Information disclosure / cross-test environment variable leakage
Description
The commit introduces a LeakChecker tool that snapshots the process environment before each test and compares it against the environment after test teardown. If there are any additions, removals, or changes to environment variables (excluding an allowlisted set), it fails the test run with a detailed message.

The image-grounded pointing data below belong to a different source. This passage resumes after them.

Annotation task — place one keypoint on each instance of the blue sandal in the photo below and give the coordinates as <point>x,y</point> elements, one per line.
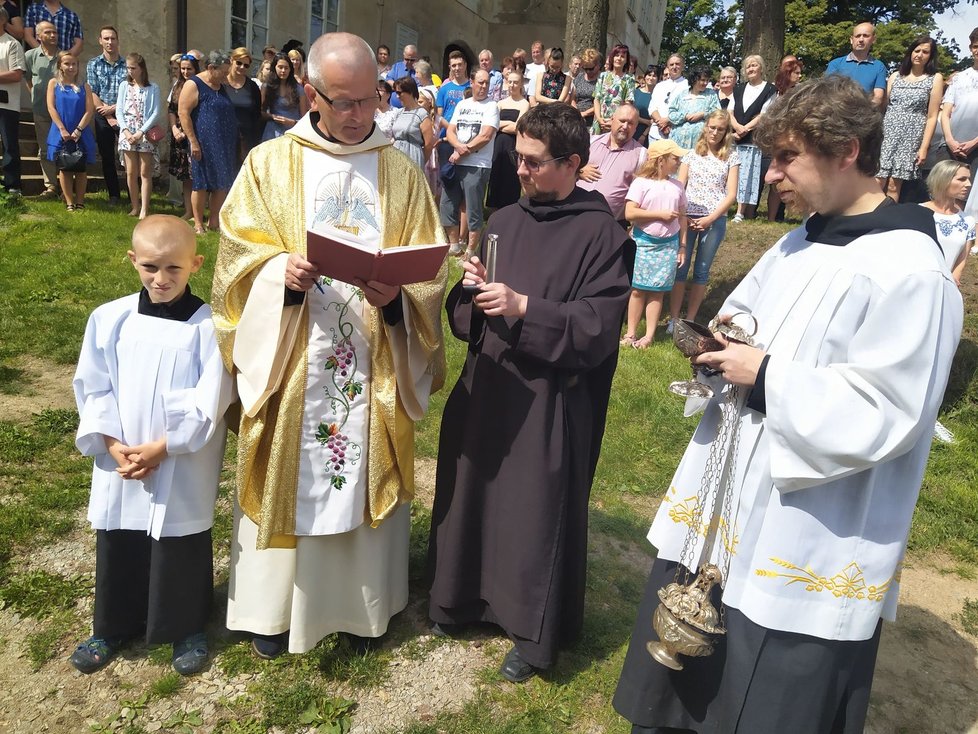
<point>190,655</point>
<point>95,653</point>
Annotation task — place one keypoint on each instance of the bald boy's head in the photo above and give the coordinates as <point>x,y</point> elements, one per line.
<point>164,253</point>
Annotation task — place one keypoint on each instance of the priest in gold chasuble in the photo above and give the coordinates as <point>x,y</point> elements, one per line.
<point>332,375</point>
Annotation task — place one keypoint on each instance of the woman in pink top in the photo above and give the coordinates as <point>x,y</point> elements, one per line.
<point>656,207</point>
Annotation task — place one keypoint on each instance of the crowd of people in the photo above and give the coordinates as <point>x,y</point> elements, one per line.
<point>605,191</point>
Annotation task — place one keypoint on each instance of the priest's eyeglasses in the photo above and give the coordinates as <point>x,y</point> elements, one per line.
<point>344,106</point>
<point>531,165</point>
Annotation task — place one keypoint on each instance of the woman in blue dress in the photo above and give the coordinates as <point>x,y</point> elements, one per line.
<point>72,109</point>
<point>282,100</point>
<point>208,120</point>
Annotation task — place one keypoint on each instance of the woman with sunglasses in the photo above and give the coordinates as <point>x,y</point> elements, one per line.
<point>283,100</point>
<point>179,167</point>
<point>139,110</point>
<point>207,117</point>
<point>246,98</point>
<point>553,85</point>
<point>385,112</point>
<point>613,88</point>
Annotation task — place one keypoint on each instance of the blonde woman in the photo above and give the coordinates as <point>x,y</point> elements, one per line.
<point>71,108</point>
<point>139,110</point>
<point>948,184</point>
<point>709,172</point>
<point>750,98</point>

This mitigates information disclosure risks where environment variables could be left set by one test and inadvertently exposed or influence subsequent tests, logs, or behavior.
Proof of Concept
Proof-of-Concept to illustrate the leak-detection behavior (before this fix, a test that mutates ENV permanently could leak values to subsequent tests):
# File: test/env_leak_poc_a.rb
class EnvLeakPocA < ActiveSupport::TestCase
test "leaks environment variable after test" do
# Simulate leaking a sensitive value into the process environment
ENV["SENSITIVE_TOKEN"] = "super-secret-value"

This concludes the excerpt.